Kürt sorunun yüzyıllık bir sorun olduğunu kaydeden HDP Genel Başkanı Demirtaş, her gün insanların öldüğünü ifade etti. Selahattin Demirtaş, "Tankla, topla kara kuvvetleri şehirlere girmiş. Savaş var. Ülkenin Başbakan'ı çay bahanesiyle görüşmeyi iptal edebiliyor. Bunun adı ciddiyetsizliktir. Sırrı beyin alay etme, hafife alma espiri yapma gibi bir niyeti de yok. Başbakan gelirken ülkenin temel sorunları çözümüyle ilgili bir fikirle gelsin diye milletvekilimiz bir beyanda bulunmuş ki bu beyan genel merkez adına bir beyan değil. Sırrı bey genel başkanların sözcüsü de değil. Kendisi Sırrı bey ile randevusu olan bir Başbakan değil. Ama onu görüşmemek için bir bahane haline getirebiliyor. Kendi milletvekilleri bizimle ilgili söylediklerine bir bakın bunlara bakarsak parlamentoda bir çatı altında bulunmamız lazım. Her birimiz bunlara takılsa, bunları bir kriz haline getirsek, genel kurulda yüz yüze bakmamız gerekiyor. Niye varsınız, niye oy aldınız biz niye oy aldık. Ne olursa olsun siyasetçiler konuşabilmeli. Ben bu konuda ısrarcıyım. Savaş ne kadar derinleşirse derinleşsin siyasetçiler diyalog bağını koparmamalı. Siyaset bunun için vardır. AKP'nin Kürt sorunu ile ilgili bir çözüm projesi varsa onu HDP dışında hiç kimseyle çözemez. Çözebiliyorsa da buyurun CHP ile MHP ile görüşüyorlar. İnşallah çözerler. Kürt sorununu çözüp bizi mahcup edecek bir proje ile ortaya çıkarlarda biz bundan mutluluk duyarız, seviniriz, utanırız. Biz yapamadık onlar yapabildi çıkar özür dileriz. Yaptılar da biz mi engelledik. Diyalog çağrılarımız reddedilirse ısrarcı olmamız gerekiyor. Siyasetçin başka ne görevi olabilir ki." diye konuştu.

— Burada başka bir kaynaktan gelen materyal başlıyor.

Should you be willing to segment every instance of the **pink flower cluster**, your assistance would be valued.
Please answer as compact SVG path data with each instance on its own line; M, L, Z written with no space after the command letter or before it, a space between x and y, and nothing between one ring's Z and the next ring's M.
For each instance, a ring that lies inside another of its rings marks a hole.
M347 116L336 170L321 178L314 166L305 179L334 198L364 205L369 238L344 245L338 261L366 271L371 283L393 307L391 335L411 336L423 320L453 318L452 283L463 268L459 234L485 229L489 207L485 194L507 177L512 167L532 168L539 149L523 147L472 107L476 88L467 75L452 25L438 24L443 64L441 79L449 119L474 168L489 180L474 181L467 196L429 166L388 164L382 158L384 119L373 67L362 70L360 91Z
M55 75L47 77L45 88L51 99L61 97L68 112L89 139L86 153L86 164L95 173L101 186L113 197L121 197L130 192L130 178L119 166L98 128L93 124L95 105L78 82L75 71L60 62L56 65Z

Her yerde özerlik ile ilgili panellerin, sempozyumların, çalıştayların, mitinglerin ve yürüyüşlerin yapılması gerektiğinin inancında olduklarını HDP Eş Genel Başkanı, açıklamasını şöyle tamamladı: "Türkiye'nin her yeri bunu iyi anlamalı. Asıl bölücü kimdir bunu görmeli. Türkler de Kürtler de görmeli ve kendi içinde halk toplantılar yapmalı, bu demokratik gelişmeyle ilgili bir inşa sürecidir. Sağlık, eğitim, adalet, çevre, tarım, balıkçılık efendim trafikten tutum asayişe kadar bunların hepsi Türkiye'de çözüm bekleyen sorunlar olduğunu biliyoruz."